La nouvelle réconfortante, c'est que la question de l'égalité des chances est dans l'air:
* Claude Lessard et al. il y a deux semaines:
[...] Le Québec, ou à tout le moins le Québec urbain, est à la croisée des chemins: il a accepté historiquement le privé pour des raisons religieuses, et il reconnaît la valeur de la concurrence au sein du réseau public et entre les réseaux public et privé. Cela mène au déclin du public et non à son redressement. De cela il importe de prendre conscience. Renverser la tendance et adopter une politique de non-financement du privé ou intégrer le privé au public, comme le recommandait la Commission des états généraux de l'éducation en 1996, cela demande un courage politique inexistant. Reste à revoir, comme le suggère Jean-Pierre Proulx, les conditions du financement de l'école privée, afin que celle-ci soit véritablement «démocratique» et assume sa part des responsabilités dans la construction d'une société éducative juste et équitable.
les classes dites régulières ont évolué dans un sens inquiétant. Dans le contexte de l'exode des classes moyennes vers les collèges privés, nos enfants les plus faibles se retrouvent souvent parmi une proportion trop élevée de pairs démotivés, turbulents, etc. Encourager plus de ségrégation ne fera qu'empirer le sort de nos enfants les plus vulnérables.

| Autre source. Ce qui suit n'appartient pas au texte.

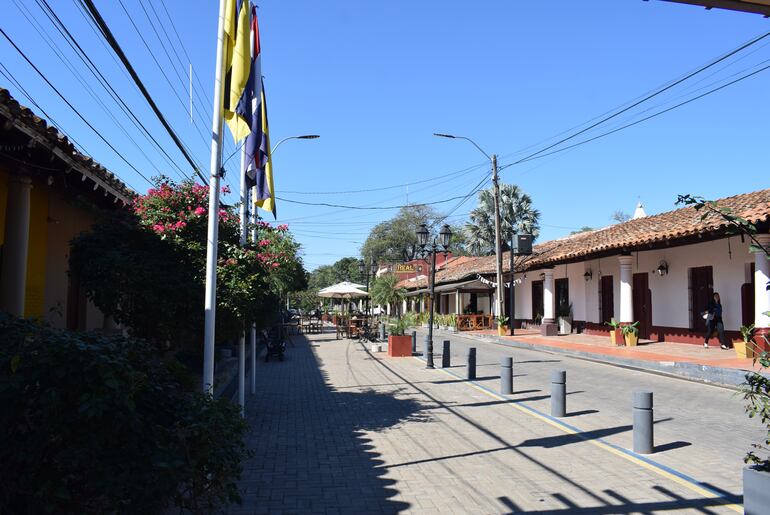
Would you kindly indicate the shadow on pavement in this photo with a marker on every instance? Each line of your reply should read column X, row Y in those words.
column 311, row 453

* Marie-Andrée Chouinard hier:
Comment expliquer le recalage spontané subi par le public au profit du privé lorsque vient le temps de choisir une école secondaire? Dans cette course à la performance, l'égalité des chances prend du plomb dans l'aile. Il est temps de jeter les bases d'un nouveau «contrat social.

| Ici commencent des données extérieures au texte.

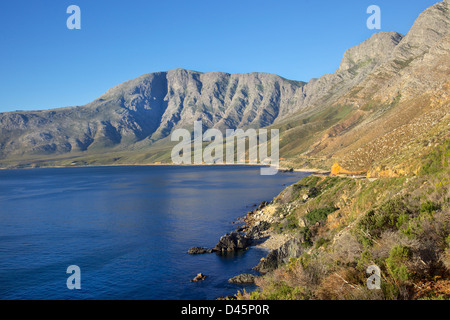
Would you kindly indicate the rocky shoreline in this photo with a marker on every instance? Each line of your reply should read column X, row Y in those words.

[...] Il dénonce aussi l'inégalité des chances. «L'élève pauvre ne va pas à Brébeuf, à moins d'obtenir une bourse. Il va au public. Par contre, le cancre riche va à Brébeuf, ce qui prive le bon élève d'une place tant recherchée au privé. C'est moi, ça, le cancre issu d'une famille aisée.»
La moins bonne nouvelle, c'est de constater qu'elle n'est pas encore acquise.
Il y a 46 ans déjà, dans le tome 1 du Rapport Parent, on pouvait lire cet appel:
L'obligation pour chaque nation d'assurer l'éducation de tous ses citoyens est reconnue dans la Déclaration universelle des droits de l'homme et dans la Déclaration des droits de l'enfant. Mais les exigences du bien commun rendent ce devoir encore plus impérieux pour les nations qui doivent rapidement s'adapter à de nouvelles conditions socio-économiques. Les écoles de la province de Québec doivent donc être accessibles à chaque enfant, sans distinction de croyance, d'origine raciale, de culture, de milieu social, d'âge, de sexe, de santé physique ou mentale.
Vingt-quatre ans plus tard, Pauline Marois écrivait:
Il n'y aura donc pas un double standard, selon le projet éducatif de l'école, la région où celle-ci est située ou la catégorie d'élèves visés. La formation de base sera de même nature et de même qualité, partout sur le territoire québécois : il s'agit du principal facteur d'égalité des chances, et sur cela, nous ne ferons aucun compromis.
Dans les douze dernières années, nous avons fait beaucoup trop de compromis. Il est grand temps de redresser la situation.